The input current after the input LC filter at the typical input line is displayed in Figure 9. From this figure, the input current is shaped to be almost sinusoidal at the typical low line 110 V_rms and the typical high line 220 V_rms. Thereby, it is validated that the proposed bridgeless PFC converter owns a good current-shaping ability. Figure 10 presents the key time-domain waveforms of the proposed bridgeless PFC converter. It can be figure out that the simulated waveforms are in agreement with the theoretical analysis. The key waveforms also validate that the proposed bridgeless PFC converter operates in DCM.

Figure 11 presents the simulated PF and THD under the universal line. From this figure, one can see that nearly unity PF is achieved and the THD is low under the universal line. The high PF and low THD validate that the proposed bridgeless PFC converter owns a good PFC performance.

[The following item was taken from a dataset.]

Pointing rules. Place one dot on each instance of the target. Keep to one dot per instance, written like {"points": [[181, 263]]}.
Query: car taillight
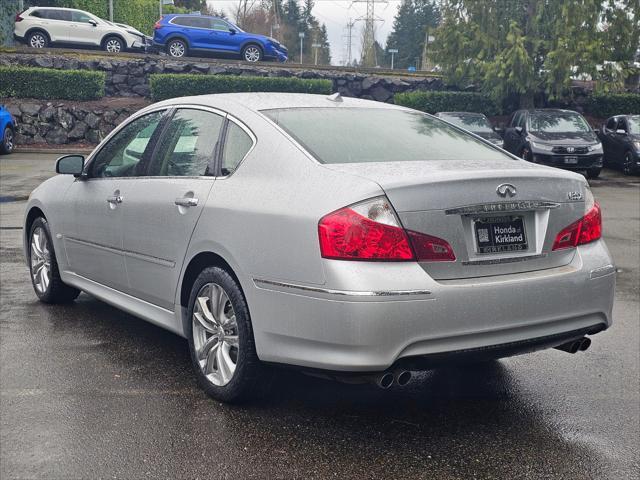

The simulated efficiency of the proposed bridgeless PFC converter and its conventional bridge counterpart under the universal line is shown in Figure 12. From this figure, it is clear that the efficiency of the proposed bridgeless PFC converter is higher than its conventional bridge counterpart, due to the reduced semiconductors and the reduced current. Also, the efficiency of other state of the art high step-up voltage gain converter in [12] is simulated. Under the same operation parameters and components, the efficiency of the converter in [12] is 97.42% at the typical line V_in = 220 V_rms, while the efficiency of the proposed bridgeless PFC converter can reach up to 98.78% at the typical line V_in = 220 V_rms. Therefore, the proposed bridgeless PFC converter is more suitable for the practical application.

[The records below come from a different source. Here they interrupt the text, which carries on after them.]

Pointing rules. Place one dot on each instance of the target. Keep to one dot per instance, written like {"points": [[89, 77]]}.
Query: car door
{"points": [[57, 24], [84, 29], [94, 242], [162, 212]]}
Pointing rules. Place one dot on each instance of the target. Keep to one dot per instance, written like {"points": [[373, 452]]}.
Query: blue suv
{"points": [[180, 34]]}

Figure 13 displays the simulated input current harmonics compared with the IEC 61000-3-2 class D limits. From this figure, the input current harmonics of the proposed bridgeless PFC converter are much lower than the IEC 61000-3-2 class D limits under both the typical low line and high line. Namely, the proposed bridgeless PFC converter can easily satisfy the international harmonic standards, which is very beneficial to practical application.

5. Conclusions

A new bridgeless high step-up voltage gain PFC converter with low conduction losses and low voltage stresses for high voltage applications is proposed, analyzed and verified in this paper. The theoretical analysis and design consideration in DCM are presented. The simulated results validate that the proposed bridgeless PFC converter has a higher efficiency than its conventional bridge counterpart. Moreover, the proposed bridgeless PFC converter can achieve a very high PF and low THD, and it can easily satisfy the IEC 61000-3-2 class D limits, thereby, the proposed bridgeless PFC converter is a competitive option for the high voltage applications.